Maher’s book was only published in the US and Maher takes time to translate some of the more obscure Royal Navy language for an American audience. Fortunately this does not detract from the narrative: Maher is a very good writer and if anything, his decision to spell out many aspects of his experiences makes for a clearer and less complicated story.
An interesting aspect of the book is Maher’s use of two diaries. The first was a midshipman’s diary that his first CO ordered him to maintain, the second is his own personal diary. Maher’s style or reproducing these before expanding on what they recount at first seems a touch jarring and upsets the narrative. However, he marries the three separate sections of prose quite well and, in any case, his reliance on the diaries fades as the book proceeds, largely as time prevented him from filling them out.

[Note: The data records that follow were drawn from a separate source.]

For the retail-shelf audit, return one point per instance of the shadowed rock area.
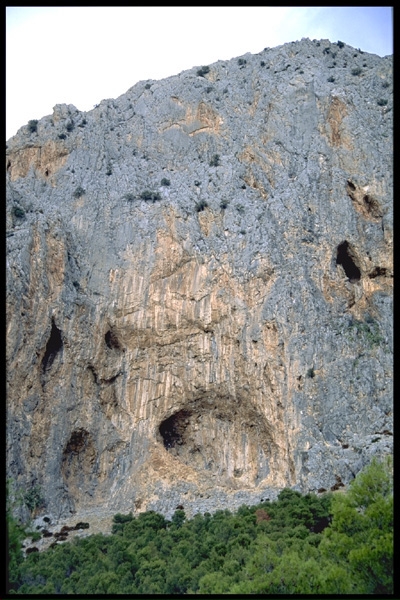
(199, 286)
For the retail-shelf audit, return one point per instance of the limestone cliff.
(199, 286)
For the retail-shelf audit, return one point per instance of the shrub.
(214, 162)
(33, 498)
(202, 71)
(81, 525)
(129, 196)
(200, 206)
(79, 192)
(32, 125)
(153, 196)
(18, 212)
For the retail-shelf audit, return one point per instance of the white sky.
(82, 55)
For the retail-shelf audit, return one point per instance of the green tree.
(360, 537)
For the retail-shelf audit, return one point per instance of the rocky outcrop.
(199, 286)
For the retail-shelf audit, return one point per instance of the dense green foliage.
(335, 543)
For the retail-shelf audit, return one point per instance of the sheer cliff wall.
(199, 286)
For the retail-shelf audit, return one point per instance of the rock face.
(199, 286)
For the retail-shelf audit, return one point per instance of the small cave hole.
(372, 206)
(112, 340)
(377, 272)
(172, 429)
(54, 345)
(346, 257)
(77, 442)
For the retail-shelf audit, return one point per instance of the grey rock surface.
(199, 286)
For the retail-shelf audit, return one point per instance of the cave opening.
(111, 340)
(54, 346)
(372, 206)
(172, 429)
(346, 257)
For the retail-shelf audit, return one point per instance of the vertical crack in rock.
(53, 347)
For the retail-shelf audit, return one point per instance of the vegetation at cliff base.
(338, 543)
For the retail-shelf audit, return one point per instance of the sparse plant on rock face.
(214, 162)
(32, 125)
(203, 71)
(33, 498)
(18, 212)
(200, 206)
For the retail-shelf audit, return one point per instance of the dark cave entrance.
(172, 429)
(346, 257)
(54, 345)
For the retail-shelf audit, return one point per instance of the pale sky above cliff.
(82, 55)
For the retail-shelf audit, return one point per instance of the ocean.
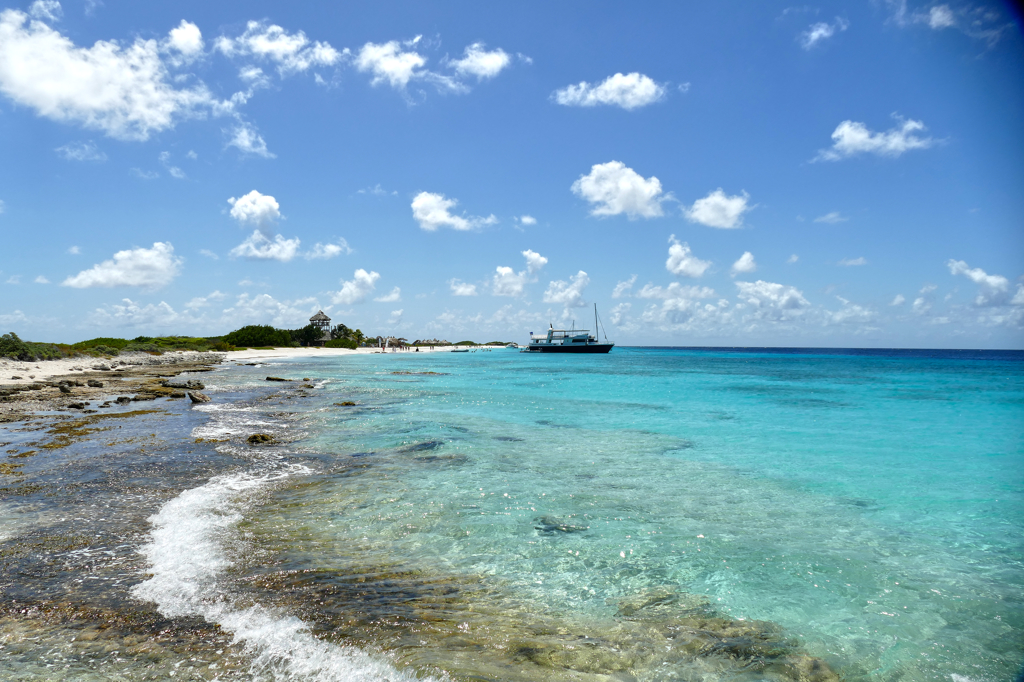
(650, 514)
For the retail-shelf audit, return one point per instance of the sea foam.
(186, 557)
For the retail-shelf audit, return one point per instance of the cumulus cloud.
(623, 289)
(390, 297)
(126, 92)
(772, 301)
(186, 39)
(682, 262)
(821, 31)
(46, 10)
(614, 189)
(255, 209)
(81, 152)
(462, 288)
(433, 211)
(745, 263)
(248, 140)
(148, 268)
(291, 52)
(535, 261)
(479, 62)
(719, 210)
(832, 218)
(509, 283)
(567, 294)
(940, 16)
(629, 91)
(992, 289)
(325, 251)
(260, 247)
(356, 289)
(851, 138)
(850, 313)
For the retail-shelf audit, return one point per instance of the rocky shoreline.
(94, 384)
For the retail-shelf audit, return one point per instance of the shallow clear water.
(496, 515)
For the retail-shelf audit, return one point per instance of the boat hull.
(568, 348)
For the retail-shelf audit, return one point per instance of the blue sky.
(726, 173)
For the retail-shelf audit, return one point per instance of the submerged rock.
(259, 438)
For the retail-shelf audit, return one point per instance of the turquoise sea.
(650, 514)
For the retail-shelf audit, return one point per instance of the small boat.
(568, 340)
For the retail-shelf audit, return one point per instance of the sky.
(724, 173)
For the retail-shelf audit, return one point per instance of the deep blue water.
(868, 505)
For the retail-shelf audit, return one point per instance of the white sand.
(46, 370)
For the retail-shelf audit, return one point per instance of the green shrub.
(259, 335)
(108, 342)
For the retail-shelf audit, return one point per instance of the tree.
(308, 335)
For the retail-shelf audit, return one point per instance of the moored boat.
(568, 340)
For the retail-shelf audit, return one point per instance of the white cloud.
(356, 289)
(772, 301)
(509, 283)
(81, 152)
(478, 61)
(940, 16)
(719, 210)
(121, 91)
(247, 140)
(614, 189)
(852, 137)
(390, 297)
(568, 294)
(433, 211)
(993, 289)
(255, 209)
(623, 289)
(325, 251)
(629, 91)
(259, 247)
(850, 313)
(389, 64)
(46, 10)
(165, 159)
(832, 218)
(682, 262)
(821, 31)
(462, 288)
(745, 263)
(150, 268)
(535, 261)
(185, 39)
(292, 52)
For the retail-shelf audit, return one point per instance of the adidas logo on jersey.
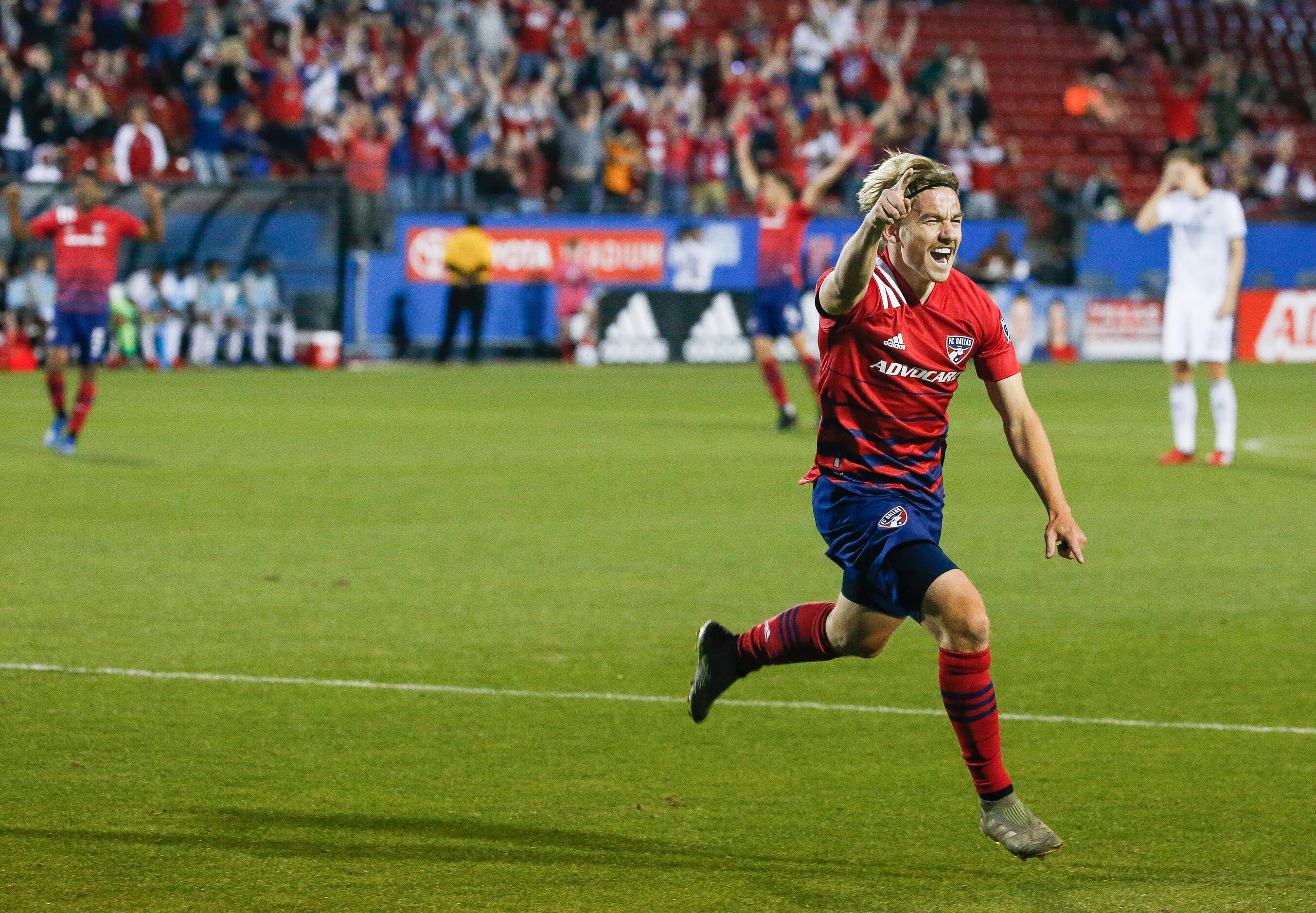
(633, 337)
(718, 334)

At the same time, the use of his diaries allows for some fascinating descriptions of life at sea, captured at the time. Maher was clearly a good writer during the war (as well as in 1996) and there are excellent descriptions of the various mines and methods used to sweep them by all types of sweepers in the navy, stories of life on board an ML and the numerous other tasks it might be asked to fulfil. The author’s role in minesweeping also leads to some detailed and quite tragic accounts of vessels lost to mines. One aspect that stands out in the diary entries is his recollection of the sounds made by sinking ships, which is not something so frequently recounted in other memoirs written long after the event.
All in all this is an excellent book that fills a certain void in Coastal Forces memoirs. There are few accounts of minesweeping in MLs and no other complete memoirs on the subject.